The first challenge, people having the wrong perception of the program, is accounted for by using more hands-on techniques to transfer the knowledge to each person. Putting people in front of a video doesn’t make them learn; however, by coupling each of the videos with a review and response dialog with the mentor, the program facilitates an emotional buy-in from the student and the mentor. In the event the employee is way off-base in their assimilation of the material, the mentor then has the ability to further tailor the communication back to the employee and give them the tutoring they need or to call out any major bits they may have glossed over from the lesson. I also highly encourage employees to personalize their responses—show me who you are, what you think, and use real life examples. As a mentor, I do the same; a parable is often a great way to teach.
To address the second challenge, that people have different interests, the program is designed to allow the books to be tailored to each person in the program and to target where certain improvements would help them most. For example, one of my personal favorites for technology folks is The Phoenix Project by Gene Kim, Kevin Behr, and George Spafford. It introduces many concepts they need to be aware of such as DevOps, data-driven decision making, and understanding how work truly flows through an organization. Conversely, someone in a sales role may be better served by reading Legendary Service by Ken Blanchard. There is no shortage of websites and blogs advertising the “50 best career books”; do some Googling, read the reviews, and pick books that best apply to those in the program—or better yet, read them yourself before assigning them out. I’ve even let students recommend books that interest them but they haven’t yet read.
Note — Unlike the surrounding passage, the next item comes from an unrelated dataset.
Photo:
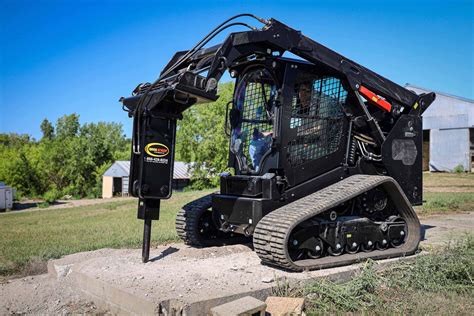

Two additional benefits of the book assignments are that they further the objective of learning writing skills, which is critical for anyone who has high career aspirations, and to act as a hook for people to use their newfound knowledge in their day-to-day lives. Rhetorically speaking, what good is a new skill if it’s not used?
And lastly, the third challenge—cost—is always a difficult one. Cost was a major consideration while designing the program since it had no approved budget and was effectively a grassroots effort. Further, in the event the company did not see the need to provide even small amounts of funding, I wanted a cost that could be personally borne by those enrolled.
The cost for the program as it’s described here is just under $200 per person—that’s quite a deal considering traditional soft skills programs cost many thousands of dollars per person. An important, but possibly not obvious point, is the $200 cost is generally within the spending approval limit for Manager- and Director-level positions. Additionally, since all components of the program can be purchased via a credit card online, the need for purchase order approval, involvement of the organizations accounting team, and so on, is not present, keeping the barrier to entry low.
Of the $200 total cost, the Franklin Covey online videos consume the lion’s share at $149 per person. To keep the cost of books down, Kindle e-books are used via Amazon which generally run between $9 and $15 per book and have no shipping costs. Additionally, by using e-books and sending them as gifts through Amazon, you have a digital trail of who’s received which books and a handy receipt sent via email. To account for some people who prefer a paper book, they can easily order a copy on their own dollar from Amazon, too.

Success to date

I launched the Leadership Development Program internally to the five-person Security team I manage and proceeded with a year’s worth of tweaks and tuning to get it right. In the second year, I worked with one of our business units to recruit a second batch of aspiring leaders. I was hoping for five candidates; based on the visible improvements in the Security team’s communication, efficiency, and work product, I had fifty-four candidates volunteer for the program and was granted dedicated budget to administer it. We’re now on our third year of the program and have expanded to the size where it’s being led independently by other members of senior management across the world.